Internationally, higher prices resulting from a lack of farmer selling in Russia is putting some pressure on the government to lower its export forecast. The Russian export total has to exceed 2015 to '16 by roughly 5 million metric tons to warrant the higher prices seen lately, but the slow export pace does not suggest this higher export mark will be reached. This should put some pressure on global markets in the coming months.

One potential impact of the lower farmer selling in Russia is a shift of demand away from the Former Soviet Union to Canada, or European countries such as Germany that have available supplies. A firm dollar likely keeps the U.S. from taking too much export business away from some of these other competitors.

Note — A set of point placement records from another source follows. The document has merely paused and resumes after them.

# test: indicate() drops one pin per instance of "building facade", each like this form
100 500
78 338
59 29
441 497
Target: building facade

In the European Union, the planting of winter crops is mostly done, and even with weather issues in France during the summer, new-crop plantings look good.


Durum prices ticked higher last week. Quality issues in Canada have resulted in stronger demand for U.S. supplies. The previous week's export sales were unusually large, totaling 88,000 metric tons to an unknown destination.

Huge further upside for durum is not expected in the near-term because of depressed wheat markets, but a premium could build for Minneapolis durum as a result of the issues in Canada's quality.


The canola market has an interesting relationship to the broader oils markets. Some days the canola market trades independently and is focused on the slow end to harvest. Lately, weather has been favorable for farmers to get in to harvest the last 20 percent of the crop still in the fields.


But recent snow will likely stick around and mark the end of field access for a while. This leads to a lot of questions: What do supplies look like? How has the quality been impacted by the late rains?

On other days, though, the market takes direction from soybean oil. Market strength for the entire soybean complex on export and crush demand early in the week spilled over to canola, leading to a big rally.

Overall, the large soybean supply in the U.S., coupled with a good start to the South American growing season, is limiting major upside for the canola market.

Peas and lentils

Pea and lentil markets remained firm last week. The total supply situation leaves little to worry about, but the issue is quality and meeting export demand.

Global demand for pulses is strong.


Mustard seed production is expected to total 234,000 metric tons from 212,000 hectares, according to the most recent estimates from Statistics Canada. This amount is up from 123,000 metric tons on 140,000 hectares last year.


Exports are expected to stay about even with 2015 to '16, leading to a huge build in ending stocks from just 5,000 metric tons in 2015 to '16 to 90,000 metric tons.